A methodology is required. The manuscript states that a review of the evidence was conducted, but it provides no reproducible methodology.
There is no search strategy (databases, search terms, date limits), no inclusion/exclusion criteria, no description of how evidence was selected, appraised, or synthesized, and it is unclear whether this is a narrative review or a scoping review.
Provide at a minimum a transparent methodological description consistent with a narrative review, including: databases searched, search terms, dates covered, rationale for inclusion, and whether studies were evaluated for quality. Even if not a systematic review, minimal transparency is essential.
The descriptions of imaging modalities do not adequately evaluate them. Nor does it address potential drawbacks or adjustments needed (such as comparing imaging done with or without contrast). Is there an advantage to L3 over cervical or thoracic vertebrae levels? What are the tradeoffs between CT, MRI, PET, and biopsy? Is there a clinical significance between IMAT and SMD?
The section on prevalence meanders from prevalence to associated outcomes, then back to prevalence.
The discussion could be expanded to indicate how this review advances the field, the author's recommendations, and the author's next steps.

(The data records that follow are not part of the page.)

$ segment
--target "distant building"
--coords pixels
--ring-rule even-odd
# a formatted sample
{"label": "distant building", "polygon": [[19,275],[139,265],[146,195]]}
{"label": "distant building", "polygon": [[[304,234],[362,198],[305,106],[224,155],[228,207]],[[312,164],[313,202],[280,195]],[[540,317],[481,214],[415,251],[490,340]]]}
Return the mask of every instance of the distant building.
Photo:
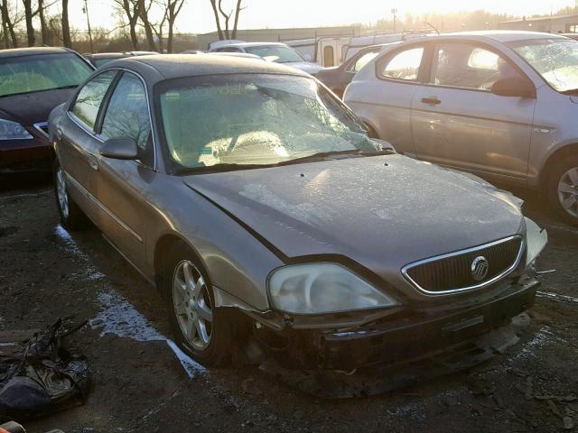
{"label": "distant building", "polygon": [[[247,42],[284,42],[301,39],[316,39],[322,37],[355,37],[359,36],[361,29],[355,26],[311,27],[301,29],[252,29],[238,30],[235,39]],[[219,33],[197,35],[199,50],[207,50],[209,44],[219,41]]]}
{"label": "distant building", "polygon": [[576,33],[578,32],[578,15],[542,16],[504,21],[498,23],[498,28],[499,30],[527,30],[547,33]]}

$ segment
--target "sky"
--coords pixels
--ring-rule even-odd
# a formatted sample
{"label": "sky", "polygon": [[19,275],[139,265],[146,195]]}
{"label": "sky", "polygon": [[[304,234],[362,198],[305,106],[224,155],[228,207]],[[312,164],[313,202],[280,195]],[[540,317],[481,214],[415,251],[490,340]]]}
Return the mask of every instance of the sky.
{"label": "sky", "polygon": [[[228,9],[234,3],[234,0],[223,1]],[[77,29],[86,29],[83,4],[84,0],[70,0],[70,21]],[[91,26],[114,28],[117,25],[112,0],[88,0],[88,5]],[[247,9],[241,13],[239,29],[370,24],[380,18],[391,18],[394,7],[402,17],[406,12],[447,13],[476,9],[522,16],[574,6],[576,0],[244,0],[243,5]],[[215,31],[210,0],[186,0],[176,30],[178,32],[200,33]]]}

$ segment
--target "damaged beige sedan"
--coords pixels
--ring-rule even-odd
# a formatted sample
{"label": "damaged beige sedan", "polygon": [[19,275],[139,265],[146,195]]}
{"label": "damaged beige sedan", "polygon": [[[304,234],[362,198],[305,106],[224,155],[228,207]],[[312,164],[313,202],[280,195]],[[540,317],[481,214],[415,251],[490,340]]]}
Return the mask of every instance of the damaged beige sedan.
{"label": "damaged beige sedan", "polygon": [[296,69],[112,61],[50,133],[63,226],[92,220],[207,365],[247,346],[301,368],[415,359],[534,302],[545,232],[520,200],[371,141]]}

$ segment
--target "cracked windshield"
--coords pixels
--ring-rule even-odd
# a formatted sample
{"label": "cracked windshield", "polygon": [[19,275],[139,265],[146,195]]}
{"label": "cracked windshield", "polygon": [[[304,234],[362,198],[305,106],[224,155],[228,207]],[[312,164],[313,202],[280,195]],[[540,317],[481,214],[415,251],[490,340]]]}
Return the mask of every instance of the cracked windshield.
{"label": "cracked windshield", "polygon": [[308,78],[179,80],[165,86],[160,98],[171,158],[185,168],[378,150],[354,116]]}

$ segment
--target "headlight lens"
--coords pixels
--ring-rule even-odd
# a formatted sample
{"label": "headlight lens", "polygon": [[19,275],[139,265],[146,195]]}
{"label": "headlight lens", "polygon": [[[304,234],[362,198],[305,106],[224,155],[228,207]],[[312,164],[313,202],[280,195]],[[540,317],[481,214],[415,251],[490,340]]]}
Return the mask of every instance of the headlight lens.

Comments on the Quality of English Language
The paper requires editing to remove unnecessary spaces, double numbering, grammatical errors, unnecessary capitalization, and other issues.
Reviewer 2 Report
Comments and Suggestions for AuthorsThe review addresses a clinically meaningful and emerging topic with strong potential impact. However, methodological clarity, structural refinement, deeper synthesis, and improved organization are missing which is needed before publication in a high-impact oncology journal. It seems unacceptable in its present state. Following are some comments which should be addressed in future to improve the quality and readability of the article.
- Clarify whether this is a narrative or systematic review. If narrative, explicitly state this and describe how literature was selected. If systematic, provide structured methodology (databases, time range, screening process, inclusion criteria).
- The methodology is insufficiently described.
- Include a comparative table summarizing tumor type, measures quantifying MYO, key outcomes, reference citations, etc.
- Incorporate a new figure illustrating signaling pathways encompassing the biological mechanisms primarily involved in myosteatosis.